A visão de mundo - É o religioso, o filosófico, o depois, o futuro, o sonho. É movido


pela idéia do porvir que o homem investe seu tempo e energia para aprender,
dominar, transformar e se apropriar do mundo à sua volta. Existe uma ligação entre a
memória e a visão de mundo: quanto mais pudermos voltar no passado e na memória,
mais longe poderemos chegar em direção ao futuro, ao estabelecermos links e
passagens de força, equilíbrio e coerência entre o ontem e o amanhã. Mas é preciso
cuidado para não se ficar preso ao passado. Quem não consegue ligá-lo de forma
coerente ao seu presente, não consegue construir uma perspectiva de futuro de seu
próprio mundo. 

Com esses indicadores construímos o "nosso" modelo de Cultura: esta rede e trama de
relações que forma um padrão ou um desenho definidor da identidade da comunidade
ou grupo social. E podemos pensar em processo cultural como a interação e as
dinâmicas que afetam o padrão ou desenho. Assim, entendemos que um "projeto de
desenvolvimento" (de qualquer natureza) é uma ação-intervenção planejada no
desenho cultural (e suas relações) de uma comunidade. 

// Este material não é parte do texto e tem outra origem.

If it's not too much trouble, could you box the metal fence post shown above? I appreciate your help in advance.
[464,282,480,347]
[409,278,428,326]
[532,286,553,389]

O planejamento de um desenho cultural brasileiro - seja local, regional ou nacional -,


que constitui o cerne das propostas e políticas de desenvolvimento, deveria ter então
como premissa e ênfase a heterogeneidade e a diversidade culturais, que de fato
constituem a marca de nossa nacionalidade, o caráter de nosso país e sua verdade
histórica. 

Percebê-las em seus microcosmos - escola, família e comunidade - torna-se uma das


tarefas dos educadores. Canalizá-las para construções pedagógicas que favoreçam
novos processos de apropriação de conhecimentos, geradores de "oportunidades-e-
de-opções", pode ser o principal trabalho da escola. 

Esta é, cremos nós, a finalidade da cultura: ser instrumento eficaz do conhecimento,


possibilitando leituras mais densas, mais ricas, mais sábias, mais abrangentes e mais
humanas da nossa "travessia", nessa busca permanente e vocação natural para ser
feliz.

Sobre o autor

Tião Rocha é antropólogo, educador e folclorista. Foi professor da PUC-MG, da


Universidade Federal de Ouro Preto e membro do Conselho Universitário da
Universidade Federal de Minas Gerais. É presidente do CPCD - Centro Popular de
Cultura e Desenvolvimento, que fundou em 1984, em Minas Gerais.